Monday, December 12, 2005

Contrails: Mary-Kate Misses Stavros, Doesn't Speak To Paris

  • Wild and unsubstantiated rumors indicate that the working score for Richard Linklater's adaptation of Philip K. Dick's good-christ-it's- awesome novel A Scanner Darkly has been scrapped, and will be replaced with a new original score by Radiohead currently in the works, adding to the film's already formidable hipster cache. Fans cheer that Radiohead is the most vital and interesting musical project working today. Meanwhile, U.N. Spacy identifies those people and sternly crosses them off our list of people we're willing to split a pitcher with.
  • If you can find Mary-Kate Olsen in the picture to the right, I guess you're back on the pitcher-split list, 'cause I'm hard-pressed to make out anything human (or even gelfling) there.
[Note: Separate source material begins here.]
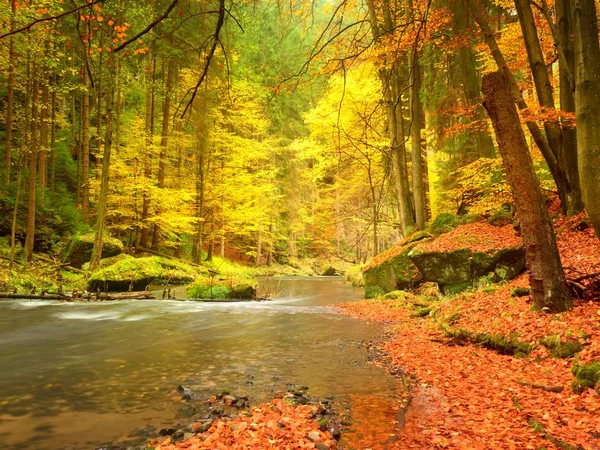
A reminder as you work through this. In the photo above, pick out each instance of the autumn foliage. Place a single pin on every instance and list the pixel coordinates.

This pic accompanies an interview in which Mary-Kate tells W Magazine she misses and still loves badboy ex-boyfriend/Petron enthusiast Stavros Niarchos III, although the two are no longer on speaking terms. Also on MKO's no-talky list is Paris Hilton, which probably works out well for both. I mean really, how many stilted "You got it, dude!"s can one heiress be expected to tolerate?!?
  • Since we're talking gelfling, take a gander at this.
  • Italian tabloid Grazia says that Jennifer Aniston recently gathered friends outside her Malibu house for a boisterous ceremonial burning of her wedding dress, love letters from ex-husband Brad Pitt, and a few other mementos.
  • Also on Page Six is a rhyming Christmas-y skewering of Katie Couric, if you're into that kinda thing.
  • In the wake of Murder Inc.'s high-profile mega-criminal allegations, Ashanti tells MTV News about her tough lessons in "trinkle-down economics." She also gushes that it was "a pleasure" to work with Meth, which unfortunately isn't nearly as funny in context.
  • You know what totally sucks? It totally sucks when you're staying at your celebrity friend's house and you peel off your shirt to do some topless mail-checking and some slimy paparazzo, like, totally invades your privacy by snapping photos from three football field lengths away and the next thing you know you hafta have your lawyer clean the pictures off the internet. Man that totally sucks!